A Neuralink video shows a patient using a brain implant
Noland Arbaugh: Playing chess and video games with the Neuralink implant during a paralyzed fall
The patient, identified as 29-year-old Noland Arbaugh, said he was injured in a diving accident eight years ago that paralyzed him below the shoulders. Arbaugh described using the Neuralink implant as similar to using the force from the Star Wars franchise, where he could just stare at the screen and move his mouse where he wanted.
The man broadcasted from social media, and said he was able to play online chess and the game Civilization using the Neuralink device. He said if people can see the screen moves, that is all him. “It’s pretty cool, huh?”
In the livestream, Arbaugh describes learning how to use the brain-computer interface. He said it was intuitive for him to start imagining theCursor moving because he would try to move his hand left, right, forward and back. While the livestream contained relatively few details, a Neuralink engineer said in the video that more information would be released in the coming days.
The company received a greenlight from the US Food and Drug Administration last year to move ahead with an initial human trial and began recruiting paralyzed participants in the fall to test the device.
In addition to playing chess, Arbaugh said the Neuralink implant had also allowed him to play the video game Civilization VI for eight hours straight, though he was limited by having to wait for the implant to charge. The US Food and Drug Administration (FDA) gave Neuralink permission to conduct in-human clinical trials last year, and shortly afterwards the company announced that it was seeking test subjects for an initial six-year trial.
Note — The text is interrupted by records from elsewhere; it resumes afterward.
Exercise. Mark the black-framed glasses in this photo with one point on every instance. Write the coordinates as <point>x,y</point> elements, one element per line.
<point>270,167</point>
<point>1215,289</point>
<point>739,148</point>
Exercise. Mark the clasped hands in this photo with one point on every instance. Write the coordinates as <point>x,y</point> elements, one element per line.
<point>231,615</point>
Neuralink has been criticized for the way it’s conducted its trials, with critics pointing towards a lack of transparency around elements like the number of subjects or what outcomes it’s assessing, Wired notes. The company’s previous experiments on monkeys have also been the subject of controversy, including reports that animals involved in the trials had to be euthanized after suffering complications including brain bleeds, “bloody diarrhea, partial paralysis, and cerebral edema.”
Arbaugh admitted that “there’s still a lot of work to be done” and that the team “have run into some issues.” He said that the implant changed his life.